Transposable elements are comparable to integrating viruses as natural transfer vehicles of DNA and also in efficient capability of genomic insertion. The mobility of DNA transposons (class II transposable elements) can be controlled by providing conditionally, the transposase constituent of the transposition reaction. Therefore, desired DNA (such as a therapeutic gene construct, a fluorescent marker or a small hairpin RNA expression cassette) that is cloned in between the inverted repeat sequences (IR sequences) of a transposon based vector can be utilized for efficient genomic insertion in a highly stable and regulated manner. This technique has created many opportunities for genetic manipulation in vertebrates such as transgenesis (to produce transgenic cells in tissue culture), in the creation of germline transgenic animals for fundamental and applied research and also to treat genetic disorders in human beings.
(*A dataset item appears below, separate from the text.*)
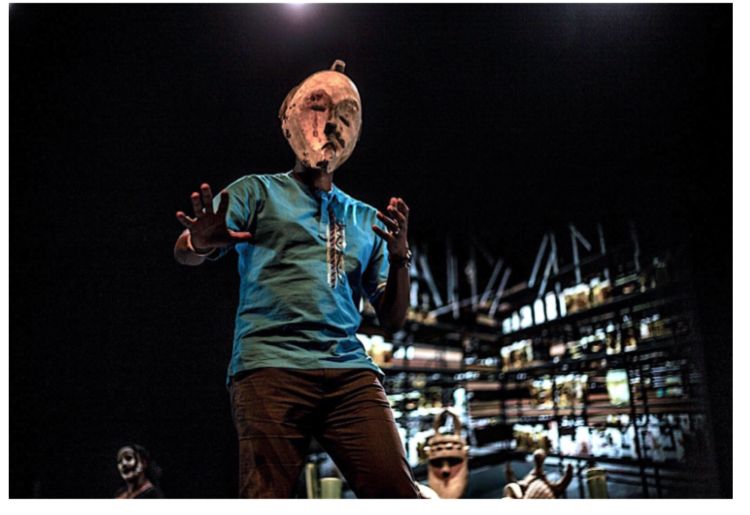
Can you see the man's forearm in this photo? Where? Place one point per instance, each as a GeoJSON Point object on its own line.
{"type": "Point", "coordinates": [184, 254]}
{"type": "Point", "coordinates": [394, 304]}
The first transposon that was capable of transferring gene in vertebrate cells was Sleeping Beauty (SB). And the current data supports a whole spectrum of genetic engineering with SB including, insertional mutagenesis, transgenesis and therapeutic gene transfer both in vivo and ex vivo.

Genetic engineering mediated by transposons is also useful in studying physiology and pathogenesis of bacteria in living hosts. As randomly inserted transposons are important tools in various applications such as STM (signature-tagged mutagenesis), genetic footprinting, cDNA or DNA sequencing, SLM (scanning linker mutagenesis) and transposon site hybridization or TraSH.